* Platinum, palladium prices rally to highest since mid-2008 * Launch of new U.S. ETFs fuels investment interest * Gold prices steady as firmer dollar curbs gains
(Updates, adds comment, changes dateline from TOKYO)
By Jan Harvey
LONDON, Jan 12 (Reuters) - Platinum and palladium prices jumped to their highest since mid-2008 on Tuesday as the launch of new investment vehicles in the United States fuelled buying interest amid hopes for a recovery in industrial demand.
Gold prices were broadly flat, as a recovery in the dollar took the wind out of a rally that took the precious metal to five-week highs on Monday.
Spot platinum <XPT=> hit a peak of $1,624, its highest since August 2008, and was bid at $1,617 an ounce at 1041 GMT, against $1,591.50 late in New York on Monday. Palladium hit an 18-month high of $439 an ounce and was later at $434 against $431.
Both metals have benefited from the launch of the first U.S.-based platinum and palladium exchange-traded funds, which began trading on the NYSE Arca platform on Friday.
"We have a new player on the market, and that is the new palladium and platinum ETFs being traded in the United States," said Commerzbank analyst Eugen Weinberg. "We have seen strong demand for them in the first two days of trading."
"Chinese car sales data also supported platinum and palladium prices, because it was so strong," he added. "But I think really demand at the moment is coming not so much from industry but from the investment side."

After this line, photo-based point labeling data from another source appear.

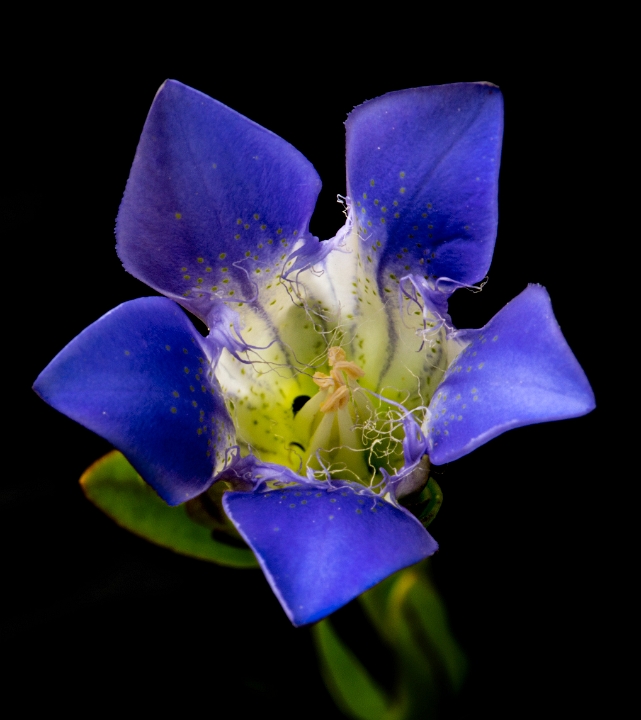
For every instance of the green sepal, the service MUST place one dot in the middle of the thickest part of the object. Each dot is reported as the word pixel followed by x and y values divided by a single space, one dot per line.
pixel 349 683
pixel 431 499
pixel 409 615
pixel 115 487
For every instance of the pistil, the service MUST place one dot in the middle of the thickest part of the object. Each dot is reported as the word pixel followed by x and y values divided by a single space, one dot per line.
pixel 332 419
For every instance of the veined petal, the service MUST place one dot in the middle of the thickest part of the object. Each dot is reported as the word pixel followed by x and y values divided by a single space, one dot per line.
pixel 422 176
pixel 214 203
pixel 515 371
pixel 321 548
pixel 140 377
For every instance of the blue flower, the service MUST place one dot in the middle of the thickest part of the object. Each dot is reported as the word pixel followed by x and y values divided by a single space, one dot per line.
pixel 331 376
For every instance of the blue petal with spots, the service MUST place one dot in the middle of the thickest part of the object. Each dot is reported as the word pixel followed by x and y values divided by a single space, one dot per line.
pixel 516 371
pixel 321 548
pixel 214 203
pixel 422 175
pixel 139 377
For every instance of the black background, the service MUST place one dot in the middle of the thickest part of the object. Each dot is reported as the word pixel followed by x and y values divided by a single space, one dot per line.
pixel 92 609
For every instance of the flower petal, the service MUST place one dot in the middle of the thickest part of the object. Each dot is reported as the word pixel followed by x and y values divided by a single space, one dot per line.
pixel 517 370
pixel 422 175
pixel 140 377
pixel 214 202
pixel 320 548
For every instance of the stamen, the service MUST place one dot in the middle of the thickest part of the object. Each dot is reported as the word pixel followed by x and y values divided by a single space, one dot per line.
pixel 337 400
pixel 324 381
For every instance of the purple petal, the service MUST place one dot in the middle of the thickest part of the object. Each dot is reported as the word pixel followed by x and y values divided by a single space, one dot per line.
pixel 140 378
pixel 214 202
pixel 422 175
pixel 319 548
pixel 517 370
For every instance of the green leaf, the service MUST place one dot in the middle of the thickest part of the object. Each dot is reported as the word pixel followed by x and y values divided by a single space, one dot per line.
pixel 116 488
pixel 349 683
pixel 410 616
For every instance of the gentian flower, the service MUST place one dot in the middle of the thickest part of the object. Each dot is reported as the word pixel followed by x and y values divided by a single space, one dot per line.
pixel 331 376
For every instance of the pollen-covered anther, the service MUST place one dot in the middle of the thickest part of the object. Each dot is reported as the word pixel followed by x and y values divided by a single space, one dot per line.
pixel 337 400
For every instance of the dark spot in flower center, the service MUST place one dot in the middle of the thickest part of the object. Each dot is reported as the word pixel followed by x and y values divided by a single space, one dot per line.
pixel 299 402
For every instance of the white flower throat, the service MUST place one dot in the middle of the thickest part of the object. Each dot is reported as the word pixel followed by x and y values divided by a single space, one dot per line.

More than half of global platinum and palladium demand comes from carmakers, which use the metals in autocatalysts. Car demand figures are therefore closely watched by PGM traders.
For a graphic showing the relationship of platinum and palladium prices to car sales, click on: http://graphics.thomsonreuters.com/0110/CMD_PLDPLT0110.gif.
China's auto sales surged past the United States to reach record levels last year on government incentives, and are poised for solid but slower growth in 2010. [
]Analysts say investment buying sparked by expectations for a recovery in car demand in 2010 could lead platinum and palladium to outperform other precious metals this year. [
]
GOLD TREADS WATER
Gold prices were broadly flat as a rally which took the metal to five-week highs on Monday was curbed by a recovery in the U.S. dollar. The ratio of gold to platinum hit its lowest since August 2008.
The dollar rose after China International Corp official Peng Junming said the unit had hit bottom and had limited room to fall further. This pushed the U.S. currency to the day's high versus the euro and the yen. [
]Strength in the U.S. unit limits gold's appeal as an alternative asset and makes dollar-priced commodities more expensive for holders of other currencies.
Traders are awaiting further clues as to the direction of U.S. interest rates. The Federal Reserve is likely to lift rates when clearer signs of economic recovery emerge, which will benefit the dollar and consequently pressure gold.
"We believe the U.S. dollar and investor inflows into gold will become less constructive for the gold price in the first half of this year," said Deutsche Bank in a note. "The U.S. dollar tends to do well in anticipation of Fed rate hikes."
Other commodities also suffered from the dollar's rebound, with crude oil declining nearly 0.5 percent towards $82 a barrel. Gold tends to track crude prices, as the metal can be bought as a hedge against oil-led inflation. [
]Spot gold <XAU=> was at $1,152.35 an ounce versus $1,151.10 on Monday. Silver <XAG=> was at $18.62 an ounce against $18.55.
In percentage terms, silver has been the best performer of the precious metals so far this year, up 10.9 percent against gold's 5.3 percent rise, a 10.3 percent gain in platinum and palladium's 7.3 percent climb.